While trying to scrape information from several links, I got the error: Error in open.connection(x, "rb") : HTTP error 404.
I feel like it has something to do with the first part of my for-loop, so I tried changing numbers
from character to numeric, but that did not fix the problem. I also tried advice here, however, it returned more problems.
Think you can spot where I went wrong?
library(rvest)
library(tidyverse)
pageMen = read_html('https://www.bjjcompsystem.com/tournaments/1869/categories')
get_links <- pageMen %>%
html_nodes('.categories-grid__category a') %>%
html_attr('href') %>%
paste0('https://www.bjjcompsystem.com', .)

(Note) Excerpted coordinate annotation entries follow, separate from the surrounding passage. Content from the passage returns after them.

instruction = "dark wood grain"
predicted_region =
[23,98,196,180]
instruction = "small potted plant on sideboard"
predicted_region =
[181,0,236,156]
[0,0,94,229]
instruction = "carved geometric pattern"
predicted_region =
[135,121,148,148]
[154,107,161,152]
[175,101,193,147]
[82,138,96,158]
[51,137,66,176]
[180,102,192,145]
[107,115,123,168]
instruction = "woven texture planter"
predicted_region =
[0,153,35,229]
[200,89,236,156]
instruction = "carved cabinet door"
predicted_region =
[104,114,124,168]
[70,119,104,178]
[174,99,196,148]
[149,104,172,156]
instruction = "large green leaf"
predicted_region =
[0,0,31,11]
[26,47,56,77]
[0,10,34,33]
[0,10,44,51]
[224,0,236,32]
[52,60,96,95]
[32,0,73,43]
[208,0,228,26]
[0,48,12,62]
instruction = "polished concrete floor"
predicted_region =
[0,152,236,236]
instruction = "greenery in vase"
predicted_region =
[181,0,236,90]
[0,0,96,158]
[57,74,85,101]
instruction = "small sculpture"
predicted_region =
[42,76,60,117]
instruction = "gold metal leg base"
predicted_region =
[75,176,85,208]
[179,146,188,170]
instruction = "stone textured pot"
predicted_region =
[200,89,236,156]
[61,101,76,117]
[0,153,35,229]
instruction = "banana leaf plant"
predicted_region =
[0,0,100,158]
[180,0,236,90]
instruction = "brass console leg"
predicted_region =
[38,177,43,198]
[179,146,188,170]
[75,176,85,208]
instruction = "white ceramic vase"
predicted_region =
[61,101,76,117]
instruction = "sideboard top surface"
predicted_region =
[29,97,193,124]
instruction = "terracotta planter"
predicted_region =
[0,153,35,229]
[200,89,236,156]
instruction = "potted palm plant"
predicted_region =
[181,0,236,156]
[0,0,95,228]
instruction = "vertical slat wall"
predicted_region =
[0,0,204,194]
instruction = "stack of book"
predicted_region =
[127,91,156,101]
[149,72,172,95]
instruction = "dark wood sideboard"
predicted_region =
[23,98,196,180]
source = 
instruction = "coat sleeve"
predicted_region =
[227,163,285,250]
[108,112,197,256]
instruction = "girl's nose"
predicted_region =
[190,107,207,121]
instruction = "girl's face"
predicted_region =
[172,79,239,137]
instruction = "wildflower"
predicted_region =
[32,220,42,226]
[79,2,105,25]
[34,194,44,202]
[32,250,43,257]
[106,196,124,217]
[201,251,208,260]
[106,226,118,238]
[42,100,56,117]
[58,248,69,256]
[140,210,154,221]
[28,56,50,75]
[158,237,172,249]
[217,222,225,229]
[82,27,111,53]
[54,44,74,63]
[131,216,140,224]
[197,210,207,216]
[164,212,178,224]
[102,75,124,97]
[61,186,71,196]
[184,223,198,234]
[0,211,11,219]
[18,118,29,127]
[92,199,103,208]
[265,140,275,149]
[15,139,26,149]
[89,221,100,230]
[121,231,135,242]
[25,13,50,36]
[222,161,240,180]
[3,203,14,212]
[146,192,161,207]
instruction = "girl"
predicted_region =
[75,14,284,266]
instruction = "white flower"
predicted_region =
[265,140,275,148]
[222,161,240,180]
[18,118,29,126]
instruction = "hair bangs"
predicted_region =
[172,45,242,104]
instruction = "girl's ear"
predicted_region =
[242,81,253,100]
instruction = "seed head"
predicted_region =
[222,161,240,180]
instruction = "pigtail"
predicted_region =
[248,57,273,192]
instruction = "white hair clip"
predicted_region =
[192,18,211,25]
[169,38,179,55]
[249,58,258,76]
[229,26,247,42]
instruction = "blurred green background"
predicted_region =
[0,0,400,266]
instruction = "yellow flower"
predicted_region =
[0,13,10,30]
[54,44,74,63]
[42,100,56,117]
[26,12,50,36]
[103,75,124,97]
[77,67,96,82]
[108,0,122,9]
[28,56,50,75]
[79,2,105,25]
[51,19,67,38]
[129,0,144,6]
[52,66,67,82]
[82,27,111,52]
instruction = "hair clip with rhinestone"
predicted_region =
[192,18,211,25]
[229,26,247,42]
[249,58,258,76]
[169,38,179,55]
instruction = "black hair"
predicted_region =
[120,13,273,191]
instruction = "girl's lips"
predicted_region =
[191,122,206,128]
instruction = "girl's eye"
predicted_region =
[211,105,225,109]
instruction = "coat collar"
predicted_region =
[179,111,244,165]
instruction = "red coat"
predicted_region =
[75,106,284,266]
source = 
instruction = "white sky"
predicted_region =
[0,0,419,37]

# extract numerical part of link
numbers = str_sub(get_links, - 7, - 1)
numbers = as.numeric(numbers)
## create empty vector ----------------------------
master1.tree = data.frame()
## Create for loop ---------------------------------
for (i in length(numbers)){
url <- read_html(paste0('https://www.bjjcompsystem.com/tournaments/1869/categories/', i))
ageDivision <- url %>% html_nodes('.category-title__age-division') %>% html_text()
gender <- url %>% html_nodes('.category-title__age-division+ .category-title__label') %>% html_text()
matches = data.frame('division' = ageDivision,'gender' = gender)
master1.tree <- rbind(master1.tree, data.frame(matches))
}
I also ran this, but it did not return the data frame for the scraped data. Instead it printed the results on the screen instead
map_df(get_links, function(i){
url <- read_html(i)
matches <- data.frame(ageDivision <- url %>%
html_nodes('.category-title__age-division') %>% html_text(),
gender <- url %>% html_nodes('.category-title__age-division+ .category-title__label') %>% html_text() )
master1.tree <- rbind(master1.tree, matches)
})